Of course the defendant can start with the complaint. What causes of action are proposed, and what does your legal research tell you about the ambiguity that exists in the law referred to in the complaint? Read the complaint carefully, even where you are not inclined to bring Rule 12(b)(6) motions. Any vague, boilerplate, or cookbook language in the complaint can signal areas of legal, if not factual, ambiguity.

In addition, there are a number of legal issues to get straight before proceeding to the witness interviewing. For example, if defending a corporation, does in-house counsel want to first conduct an internal investigation? Will such an investigation be privileged? Does the corporation want the litigator to promise confidentiality or job protection before conducting interviews with key employees? While these are factual issues, they involve the lawyer in doing some legal research and client counseling before heading off to do discovery.

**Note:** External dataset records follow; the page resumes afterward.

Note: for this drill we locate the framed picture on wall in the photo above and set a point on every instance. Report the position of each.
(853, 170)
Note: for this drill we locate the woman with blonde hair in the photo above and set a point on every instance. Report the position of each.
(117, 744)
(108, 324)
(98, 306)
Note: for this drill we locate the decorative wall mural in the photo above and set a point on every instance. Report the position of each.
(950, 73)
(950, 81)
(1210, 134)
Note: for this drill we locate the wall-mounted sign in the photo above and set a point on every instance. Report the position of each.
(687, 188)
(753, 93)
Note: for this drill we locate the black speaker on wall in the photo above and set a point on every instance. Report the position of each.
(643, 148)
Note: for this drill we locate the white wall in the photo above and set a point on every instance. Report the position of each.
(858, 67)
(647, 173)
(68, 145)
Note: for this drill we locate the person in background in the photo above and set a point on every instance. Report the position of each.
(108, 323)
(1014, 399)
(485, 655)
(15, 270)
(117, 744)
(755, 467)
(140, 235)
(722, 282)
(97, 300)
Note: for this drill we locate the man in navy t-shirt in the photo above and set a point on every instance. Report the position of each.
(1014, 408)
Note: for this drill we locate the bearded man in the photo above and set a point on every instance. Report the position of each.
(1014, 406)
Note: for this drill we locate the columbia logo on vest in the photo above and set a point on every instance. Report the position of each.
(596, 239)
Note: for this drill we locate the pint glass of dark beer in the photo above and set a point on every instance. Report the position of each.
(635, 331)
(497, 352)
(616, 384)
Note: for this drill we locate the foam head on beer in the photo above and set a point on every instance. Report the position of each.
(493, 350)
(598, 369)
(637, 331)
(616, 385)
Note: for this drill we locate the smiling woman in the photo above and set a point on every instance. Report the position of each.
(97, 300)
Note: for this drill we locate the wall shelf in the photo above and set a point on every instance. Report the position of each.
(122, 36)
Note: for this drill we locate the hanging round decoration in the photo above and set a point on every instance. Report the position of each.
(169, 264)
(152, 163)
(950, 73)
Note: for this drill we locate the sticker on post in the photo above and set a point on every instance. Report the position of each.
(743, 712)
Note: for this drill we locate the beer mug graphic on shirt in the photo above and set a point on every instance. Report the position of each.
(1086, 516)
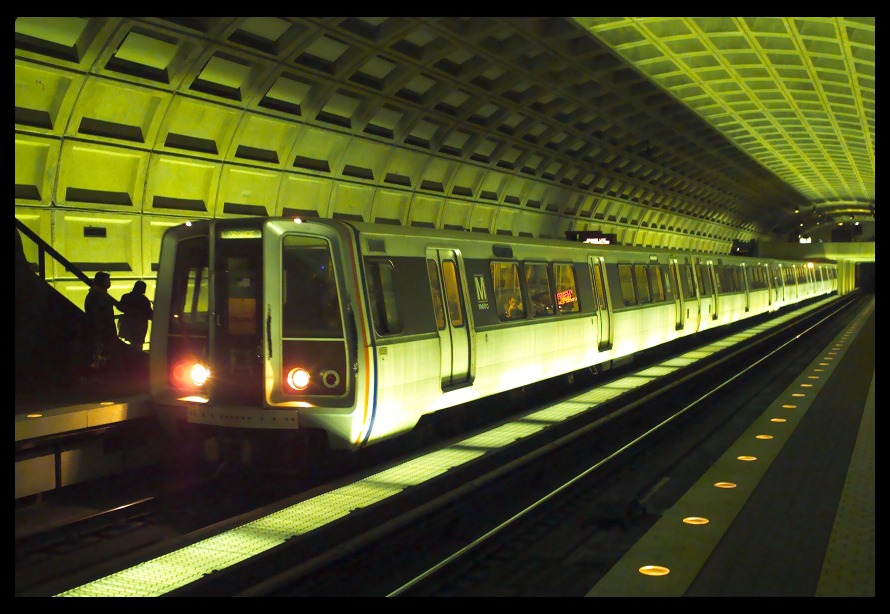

The procedural law, issues of representation, conflicts of interest issues, or confidentiality issues may each have to be determined before the lawyer proceeds to fact investigation.

While some lawyers start with the law and legal theory, there are many lawyers who feel that having a substantive legal theory early on in a case is of much lesser importance than having a factual theory. They argue that they later will find the law to fit the facts. Big firm commercial defense lawyers especially seem to send this message to their associates when they send them out to do fact investigation. The associates are often on their way before they have been given any idea for what they are looking. Part of this is simply the problem of senior lawyers who are “too busy” to take the time to be clear about their task or the delegated assignment. Associates and partners alike should aim for clarity before any assignment is given, whether the partners already know the likely applicable statutes or major cases in the area, or the partner or someone in the firm has previously written a motion for summary judgment or memorandum of law that covers some of the major issues in the case. What treatises or legal resources would the more experienced lawyer consult before they would head out to interview? Answering these questions greatly speeds the associates on their way.

Regardless of whether the law or the facts come first, at some point the litigator must return to law to get as close to a logical syllogism as possible. One very good source of major premises for syllogistic reasoning purposes can be found in likely jury instructions. For example, cases often turn on the credibility of witnesses, the weight the jury puts on expert opinions, the difference between direct and circumstantial evidence, or an understanding of the burden of proof. Consulting the model jury instructions at some time in the case analysis process can tune the litigator in to a number of follow up questions or areas of inquiry that she might otherwise miss.

In sum, whether it is because the client will need to understand and predict the likely outcome of a trial, or because there will finally be a trial, a litigator must develop legal theory(s) in order to provide good, sound, practical advice to his clients.